A native of Germany, Dr. Fries was raised and educated in Washington D.C. She received her bachelor's degree in English from Hollins College and her doctorate in the history of ideas from The Johns Hopkins University in 1969. She then pursued an academic career, teaching European and American cultural history at Vassar College, Southern Methodist University, and the University of Maine at Brono.

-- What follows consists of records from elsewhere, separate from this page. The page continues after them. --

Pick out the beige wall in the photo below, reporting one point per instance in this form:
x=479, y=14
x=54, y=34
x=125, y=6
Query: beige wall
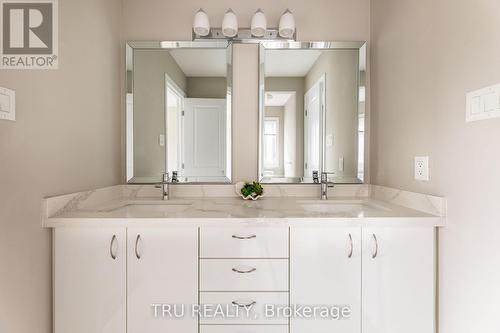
x=278, y=112
x=66, y=139
x=150, y=67
x=341, y=71
x=295, y=84
x=426, y=55
x=206, y=87
x=316, y=20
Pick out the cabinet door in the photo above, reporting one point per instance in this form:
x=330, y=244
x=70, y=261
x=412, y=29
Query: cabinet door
x=89, y=280
x=325, y=266
x=162, y=269
x=398, y=280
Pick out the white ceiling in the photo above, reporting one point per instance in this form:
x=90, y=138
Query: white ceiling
x=286, y=63
x=276, y=98
x=201, y=62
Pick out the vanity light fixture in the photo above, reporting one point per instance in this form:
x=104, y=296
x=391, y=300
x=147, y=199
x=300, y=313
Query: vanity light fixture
x=259, y=24
x=258, y=31
x=230, y=24
x=201, y=24
x=287, y=24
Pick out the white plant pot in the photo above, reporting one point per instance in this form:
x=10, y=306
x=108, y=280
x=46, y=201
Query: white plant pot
x=238, y=186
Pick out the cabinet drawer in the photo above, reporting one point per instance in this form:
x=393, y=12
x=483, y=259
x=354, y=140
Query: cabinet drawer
x=256, y=301
x=243, y=329
x=244, y=242
x=244, y=275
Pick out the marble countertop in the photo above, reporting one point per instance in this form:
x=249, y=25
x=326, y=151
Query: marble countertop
x=214, y=211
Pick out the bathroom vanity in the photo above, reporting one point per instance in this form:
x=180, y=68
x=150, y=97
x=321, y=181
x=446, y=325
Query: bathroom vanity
x=118, y=252
x=125, y=260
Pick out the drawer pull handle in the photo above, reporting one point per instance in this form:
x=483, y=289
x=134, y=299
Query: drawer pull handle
x=244, y=271
x=374, y=255
x=244, y=237
x=244, y=305
x=352, y=247
x=112, y=250
x=138, y=238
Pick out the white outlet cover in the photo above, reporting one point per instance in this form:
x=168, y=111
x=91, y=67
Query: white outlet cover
x=422, y=168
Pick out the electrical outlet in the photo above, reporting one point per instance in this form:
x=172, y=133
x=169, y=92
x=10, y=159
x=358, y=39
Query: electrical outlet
x=422, y=168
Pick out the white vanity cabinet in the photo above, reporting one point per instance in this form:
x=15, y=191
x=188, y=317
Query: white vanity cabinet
x=399, y=279
x=162, y=269
x=385, y=274
x=325, y=266
x=90, y=280
x=107, y=280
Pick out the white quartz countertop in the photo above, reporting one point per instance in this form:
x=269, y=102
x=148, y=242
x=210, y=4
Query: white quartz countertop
x=226, y=211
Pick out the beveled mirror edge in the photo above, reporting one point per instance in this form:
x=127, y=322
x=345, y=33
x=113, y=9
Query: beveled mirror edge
x=198, y=44
x=361, y=46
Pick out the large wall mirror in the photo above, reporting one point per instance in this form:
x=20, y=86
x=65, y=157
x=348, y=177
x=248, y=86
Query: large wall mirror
x=178, y=111
x=312, y=111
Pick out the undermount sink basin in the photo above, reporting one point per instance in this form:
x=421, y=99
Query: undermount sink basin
x=152, y=207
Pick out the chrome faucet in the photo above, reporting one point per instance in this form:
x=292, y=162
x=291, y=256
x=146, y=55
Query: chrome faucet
x=325, y=184
x=315, y=177
x=165, y=186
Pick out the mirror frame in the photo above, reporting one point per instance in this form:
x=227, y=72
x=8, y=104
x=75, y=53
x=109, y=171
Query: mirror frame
x=131, y=45
x=360, y=46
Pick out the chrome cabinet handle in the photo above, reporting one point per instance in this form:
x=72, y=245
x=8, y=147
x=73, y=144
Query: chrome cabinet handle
x=374, y=255
x=111, y=245
x=352, y=247
x=244, y=237
x=249, y=270
x=243, y=305
x=137, y=239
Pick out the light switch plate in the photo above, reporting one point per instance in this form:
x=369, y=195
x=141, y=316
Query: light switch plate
x=329, y=140
x=483, y=104
x=7, y=104
x=422, y=168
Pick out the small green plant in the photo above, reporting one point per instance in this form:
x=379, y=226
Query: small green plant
x=253, y=189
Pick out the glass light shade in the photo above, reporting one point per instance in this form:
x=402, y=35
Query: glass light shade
x=201, y=24
x=230, y=24
x=259, y=24
x=287, y=24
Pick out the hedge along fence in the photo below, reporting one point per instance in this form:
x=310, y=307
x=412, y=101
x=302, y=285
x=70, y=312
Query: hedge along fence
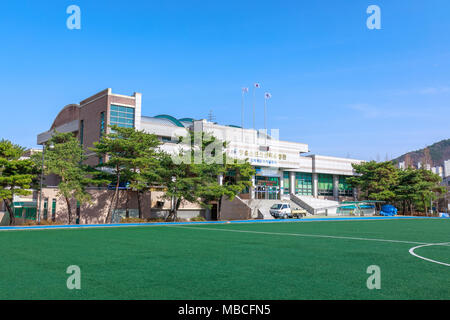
x=25, y=210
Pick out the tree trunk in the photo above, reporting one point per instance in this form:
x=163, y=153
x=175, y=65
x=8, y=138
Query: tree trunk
x=127, y=210
x=219, y=205
x=173, y=214
x=116, y=191
x=177, y=206
x=12, y=218
x=69, y=209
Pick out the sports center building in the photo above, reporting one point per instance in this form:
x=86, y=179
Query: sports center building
x=284, y=170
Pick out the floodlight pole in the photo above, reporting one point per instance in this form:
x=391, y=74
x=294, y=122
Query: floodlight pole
x=40, y=188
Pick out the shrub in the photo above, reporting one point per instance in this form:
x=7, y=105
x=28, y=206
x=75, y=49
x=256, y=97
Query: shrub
x=43, y=223
x=198, y=218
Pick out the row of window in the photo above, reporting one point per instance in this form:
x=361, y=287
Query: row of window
x=122, y=116
x=53, y=212
x=304, y=184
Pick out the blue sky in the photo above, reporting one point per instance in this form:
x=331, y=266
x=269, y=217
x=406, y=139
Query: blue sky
x=335, y=84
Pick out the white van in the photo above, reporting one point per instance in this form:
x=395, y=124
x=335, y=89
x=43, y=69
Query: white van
x=281, y=210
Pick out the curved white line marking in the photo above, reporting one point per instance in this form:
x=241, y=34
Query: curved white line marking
x=411, y=251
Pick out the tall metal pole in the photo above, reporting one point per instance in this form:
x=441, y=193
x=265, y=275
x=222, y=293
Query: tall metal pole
x=265, y=121
x=40, y=190
x=242, y=114
x=253, y=107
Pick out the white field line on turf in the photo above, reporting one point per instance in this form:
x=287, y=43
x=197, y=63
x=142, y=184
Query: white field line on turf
x=303, y=235
x=411, y=251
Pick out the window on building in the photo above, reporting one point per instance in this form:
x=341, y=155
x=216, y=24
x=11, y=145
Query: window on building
x=325, y=185
x=345, y=189
x=81, y=132
x=45, y=209
x=286, y=182
x=122, y=116
x=303, y=183
x=102, y=124
x=53, y=209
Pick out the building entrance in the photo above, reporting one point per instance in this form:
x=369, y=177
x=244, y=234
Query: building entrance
x=267, y=188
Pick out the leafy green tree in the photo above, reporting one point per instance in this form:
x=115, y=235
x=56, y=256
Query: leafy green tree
x=64, y=158
x=406, y=189
x=16, y=175
x=428, y=187
x=181, y=182
x=198, y=179
x=132, y=157
x=375, y=180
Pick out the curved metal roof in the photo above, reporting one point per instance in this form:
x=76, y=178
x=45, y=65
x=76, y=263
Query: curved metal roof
x=167, y=120
x=171, y=119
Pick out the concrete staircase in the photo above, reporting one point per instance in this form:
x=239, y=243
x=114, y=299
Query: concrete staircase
x=315, y=206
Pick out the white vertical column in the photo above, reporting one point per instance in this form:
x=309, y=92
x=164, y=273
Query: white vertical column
x=336, y=187
x=292, y=182
x=137, y=110
x=281, y=184
x=252, y=189
x=315, y=185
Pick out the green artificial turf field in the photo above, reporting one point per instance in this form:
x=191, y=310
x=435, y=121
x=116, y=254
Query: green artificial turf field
x=295, y=260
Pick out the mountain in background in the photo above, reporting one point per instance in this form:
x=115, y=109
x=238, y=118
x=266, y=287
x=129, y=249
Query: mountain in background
x=439, y=152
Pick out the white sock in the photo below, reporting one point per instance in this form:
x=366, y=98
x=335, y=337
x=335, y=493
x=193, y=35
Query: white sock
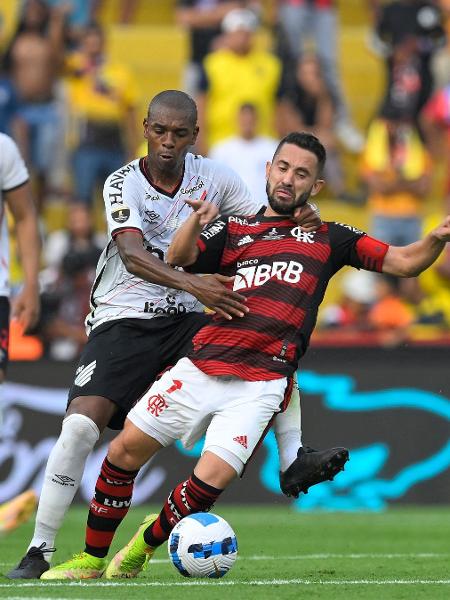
x=62, y=477
x=288, y=431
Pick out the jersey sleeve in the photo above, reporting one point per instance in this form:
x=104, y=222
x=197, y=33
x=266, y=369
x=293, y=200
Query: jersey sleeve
x=234, y=196
x=121, y=197
x=13, y=172
x=351, y=246
x=211, y=244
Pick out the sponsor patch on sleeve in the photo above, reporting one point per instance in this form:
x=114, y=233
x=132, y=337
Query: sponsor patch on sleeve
x=120, y=213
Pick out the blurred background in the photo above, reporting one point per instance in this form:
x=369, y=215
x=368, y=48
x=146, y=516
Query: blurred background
x=371, y=78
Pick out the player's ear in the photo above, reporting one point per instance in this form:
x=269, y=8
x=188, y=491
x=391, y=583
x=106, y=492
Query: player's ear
x=195, y=134
x=317, y=186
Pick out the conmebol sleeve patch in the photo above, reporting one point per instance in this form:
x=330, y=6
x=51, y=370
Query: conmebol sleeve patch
x=371, y=252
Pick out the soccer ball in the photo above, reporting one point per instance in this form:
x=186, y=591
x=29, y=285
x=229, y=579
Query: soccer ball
x=202, y=545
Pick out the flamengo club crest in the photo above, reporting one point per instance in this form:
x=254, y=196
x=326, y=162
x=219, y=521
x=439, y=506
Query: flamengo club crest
x=303, y=236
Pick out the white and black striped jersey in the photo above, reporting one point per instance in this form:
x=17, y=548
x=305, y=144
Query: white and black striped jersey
x=133, y=203
x=13, y=174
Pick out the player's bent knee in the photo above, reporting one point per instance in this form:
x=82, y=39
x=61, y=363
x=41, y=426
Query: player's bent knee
x=79, y=434
x=97, y=408
x=131, y=449
x=218, y=467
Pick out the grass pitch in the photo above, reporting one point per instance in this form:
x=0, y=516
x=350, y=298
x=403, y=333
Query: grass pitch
x=399, y=554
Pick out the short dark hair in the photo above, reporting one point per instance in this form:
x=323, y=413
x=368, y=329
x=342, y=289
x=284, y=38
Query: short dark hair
x=176, y=100
x=307, y=141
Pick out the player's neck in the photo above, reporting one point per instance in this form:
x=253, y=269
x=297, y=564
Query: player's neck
x=269, y=212
x=166, y=180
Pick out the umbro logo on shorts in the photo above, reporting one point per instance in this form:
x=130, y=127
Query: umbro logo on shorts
x=241, y=439
x=84, y=374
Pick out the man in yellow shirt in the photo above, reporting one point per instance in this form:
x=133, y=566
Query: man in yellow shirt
x=233, y=75
x=102, y=97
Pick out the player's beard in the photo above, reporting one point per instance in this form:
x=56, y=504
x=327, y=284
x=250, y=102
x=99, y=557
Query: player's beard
x=283, y=208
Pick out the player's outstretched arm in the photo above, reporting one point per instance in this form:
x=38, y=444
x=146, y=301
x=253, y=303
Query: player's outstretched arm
x=183, y=251
x=209, y=290
x=411, y=260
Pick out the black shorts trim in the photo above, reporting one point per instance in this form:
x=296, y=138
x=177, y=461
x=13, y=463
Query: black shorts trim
x=124, y=357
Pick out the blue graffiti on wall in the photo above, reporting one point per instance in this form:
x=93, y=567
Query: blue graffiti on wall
x=359, y=487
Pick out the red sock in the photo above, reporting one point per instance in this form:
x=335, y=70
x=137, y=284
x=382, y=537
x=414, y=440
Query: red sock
x=110, y=504
x=190, y=496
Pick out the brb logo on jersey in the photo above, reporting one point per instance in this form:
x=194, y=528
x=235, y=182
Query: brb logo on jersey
x=250, y=274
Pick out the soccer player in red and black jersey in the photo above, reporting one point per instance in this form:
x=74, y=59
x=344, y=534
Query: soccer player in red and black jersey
x=235, y=379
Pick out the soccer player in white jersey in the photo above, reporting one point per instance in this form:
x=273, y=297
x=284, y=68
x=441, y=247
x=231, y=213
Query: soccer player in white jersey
x=15, y=192
x=144, y=313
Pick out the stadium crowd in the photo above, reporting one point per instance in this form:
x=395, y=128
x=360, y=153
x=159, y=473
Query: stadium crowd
x=257, y=70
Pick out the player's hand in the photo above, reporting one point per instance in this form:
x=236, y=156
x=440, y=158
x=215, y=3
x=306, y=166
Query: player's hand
x=442, y=231
x=26, y=308
x=205, y=211
x=308, y=217
x=211, y=291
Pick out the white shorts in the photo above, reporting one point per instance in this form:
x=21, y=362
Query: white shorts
x=185, y=403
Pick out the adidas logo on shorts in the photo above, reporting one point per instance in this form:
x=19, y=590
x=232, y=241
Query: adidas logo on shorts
x=241, y=439
x=84, y=374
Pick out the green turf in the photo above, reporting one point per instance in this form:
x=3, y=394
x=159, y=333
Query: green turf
x=282, y=554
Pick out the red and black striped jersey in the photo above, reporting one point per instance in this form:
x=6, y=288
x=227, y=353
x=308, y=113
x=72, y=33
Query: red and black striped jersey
x=283, y=272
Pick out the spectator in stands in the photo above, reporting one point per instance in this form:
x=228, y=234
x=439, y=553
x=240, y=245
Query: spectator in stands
x=407, y=33
x=64, y=307
x=9, y=102
x=351, y=312
x=435, y=121
x=307, y=105
x=316, y=20
x=247, y=153
x=233, y=75
x=33, y=60
x=434, y=307
x=396, y=167
x=441, y=58
x=203, y=21
x=77, y=236
x=390, y=315
x=79, y=13
x=102, y=98
x=71, y=256
x=369, y=305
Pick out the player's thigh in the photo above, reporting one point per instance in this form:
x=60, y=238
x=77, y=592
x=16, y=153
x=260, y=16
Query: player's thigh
x=119, y=362
x=172, y=409
x=239, y=425
x=132, y=448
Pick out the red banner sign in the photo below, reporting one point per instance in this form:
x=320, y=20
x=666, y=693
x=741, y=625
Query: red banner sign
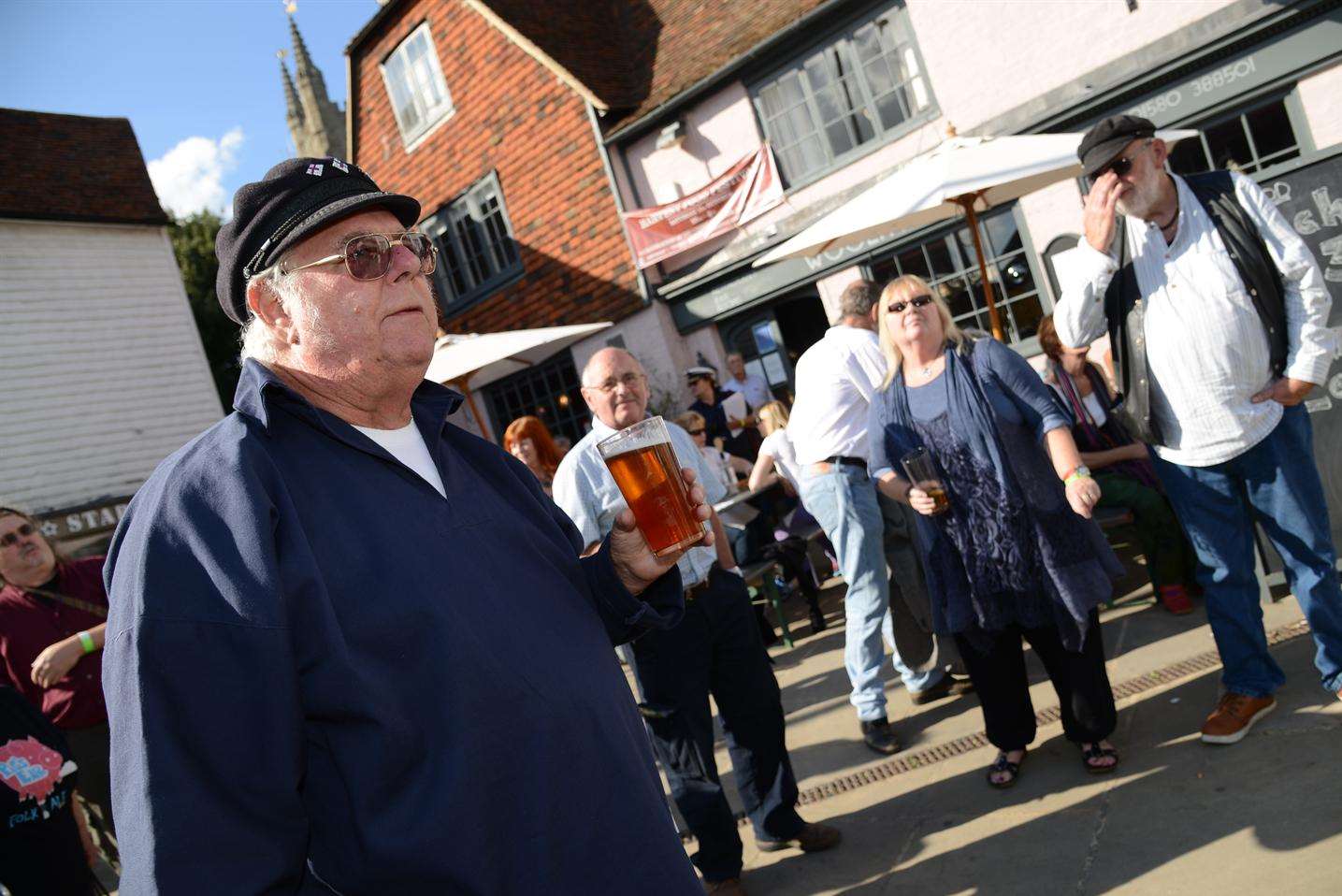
x=736, y=196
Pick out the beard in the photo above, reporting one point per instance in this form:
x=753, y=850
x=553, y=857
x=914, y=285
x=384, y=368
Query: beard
x=1140, y=200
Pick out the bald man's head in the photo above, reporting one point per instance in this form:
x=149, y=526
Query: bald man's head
x=614, y=388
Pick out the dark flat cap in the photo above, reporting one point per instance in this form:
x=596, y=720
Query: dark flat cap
x=296, y=198
x=1104, y=141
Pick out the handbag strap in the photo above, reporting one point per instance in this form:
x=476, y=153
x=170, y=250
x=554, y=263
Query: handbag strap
x=74, y=602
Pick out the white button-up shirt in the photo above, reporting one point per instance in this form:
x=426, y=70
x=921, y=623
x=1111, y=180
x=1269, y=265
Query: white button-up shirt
x=1206, y=351
x=585, y=490
x=836, y=379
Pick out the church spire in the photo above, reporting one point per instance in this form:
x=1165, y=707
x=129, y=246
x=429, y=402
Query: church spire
x=314, y=121
x=293, y=108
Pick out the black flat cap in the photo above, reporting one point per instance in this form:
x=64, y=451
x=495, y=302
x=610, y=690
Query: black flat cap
x=296, y=198
x=1106, y=139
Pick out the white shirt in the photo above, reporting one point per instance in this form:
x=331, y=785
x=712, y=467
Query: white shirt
x=779, y=445
x=1206, y=351
x=407, y=445
x=585, y=490
x=753, y=388
x=836, y=379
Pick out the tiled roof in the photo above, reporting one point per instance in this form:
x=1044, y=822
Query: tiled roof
x=638, y=54
x=74, y=167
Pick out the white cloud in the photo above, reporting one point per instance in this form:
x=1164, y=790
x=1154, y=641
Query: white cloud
x=190, y=176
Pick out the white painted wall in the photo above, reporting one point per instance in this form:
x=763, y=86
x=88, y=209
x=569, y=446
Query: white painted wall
x=1320, y=94
x=102, y=367
x=651, y=337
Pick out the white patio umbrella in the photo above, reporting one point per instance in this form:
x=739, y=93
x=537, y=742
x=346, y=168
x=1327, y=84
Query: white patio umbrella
x=475, y=360
x=962, y=175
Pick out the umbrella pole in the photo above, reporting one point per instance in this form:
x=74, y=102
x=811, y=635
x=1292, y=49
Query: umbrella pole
x=968, y=204
x=465, y=386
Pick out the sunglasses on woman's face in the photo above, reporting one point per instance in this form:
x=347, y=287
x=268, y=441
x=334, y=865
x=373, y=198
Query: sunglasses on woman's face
x=369, y=255
x=11, y=538
x=918, y=300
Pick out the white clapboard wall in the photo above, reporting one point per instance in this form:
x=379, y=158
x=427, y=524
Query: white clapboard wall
x=102, y=373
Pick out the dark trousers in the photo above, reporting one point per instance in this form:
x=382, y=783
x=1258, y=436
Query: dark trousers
x=1080, y=680
x=717, y=649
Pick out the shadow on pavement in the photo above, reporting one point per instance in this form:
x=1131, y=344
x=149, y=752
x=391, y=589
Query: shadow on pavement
x=1173, y=797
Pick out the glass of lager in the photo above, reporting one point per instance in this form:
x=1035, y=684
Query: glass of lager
x=644, y=467
x=922, y=472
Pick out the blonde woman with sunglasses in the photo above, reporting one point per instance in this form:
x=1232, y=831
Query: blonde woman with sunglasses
x=1008, y=547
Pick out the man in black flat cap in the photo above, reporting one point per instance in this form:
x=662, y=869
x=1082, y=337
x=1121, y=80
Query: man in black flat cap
x=354, y=648
x=1218, y=318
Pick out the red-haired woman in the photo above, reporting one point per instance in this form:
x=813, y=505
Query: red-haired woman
x=527, y=441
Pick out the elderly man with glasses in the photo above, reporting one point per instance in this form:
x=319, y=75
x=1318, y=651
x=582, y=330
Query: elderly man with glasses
x=715, y=649
x=354, y=648
x=1218, y=318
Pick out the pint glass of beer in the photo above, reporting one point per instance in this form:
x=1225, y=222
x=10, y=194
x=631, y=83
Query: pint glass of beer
x=922, y=472
x=648, y=475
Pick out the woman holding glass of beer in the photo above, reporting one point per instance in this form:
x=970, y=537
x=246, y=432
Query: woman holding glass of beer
x=1004, y=506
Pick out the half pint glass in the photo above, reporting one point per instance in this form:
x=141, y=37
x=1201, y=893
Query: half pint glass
x=648, y=475
x=922, y=472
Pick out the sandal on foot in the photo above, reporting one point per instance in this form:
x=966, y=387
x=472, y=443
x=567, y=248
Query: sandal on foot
x=1095, y=751
x=1002, y=765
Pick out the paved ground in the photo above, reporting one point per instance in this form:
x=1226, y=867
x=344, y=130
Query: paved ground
x=1178, y=817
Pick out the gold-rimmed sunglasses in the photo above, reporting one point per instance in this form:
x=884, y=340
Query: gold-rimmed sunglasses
x=368, y=256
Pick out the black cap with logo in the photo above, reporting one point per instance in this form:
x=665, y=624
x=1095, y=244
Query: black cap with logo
x=296, y=198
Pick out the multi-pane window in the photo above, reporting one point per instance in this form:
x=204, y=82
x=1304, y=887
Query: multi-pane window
x=861, y=86
x=549, y=391
x=950, y=267
x=475, y=249
x=1247, y=139
x=416, y=86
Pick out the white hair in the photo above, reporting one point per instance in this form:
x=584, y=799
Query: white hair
x=255, y=337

Meanwhile the focus of her research and writing evolved from 18th century ideas of urban life to the ideological origins of federal science and technology policy during the late 1960s. It was the later interest which led to her involvement with NASA, which began in 1978 when she was asked to serve on the NASA History Advisory Committee, a standing committee of the NASA Advisory Council. Her publications include The Urban Idea in Colonial America (1977) and "2001 to 1994: Political Environment and the Design of NASA's Space Station Systems," Technology ar~d Culture (July 1988), winner of the James Madison Prize of the Society for History in the Federal Government. Dr. Fries has prepared numerous historical background papers for the agency's management.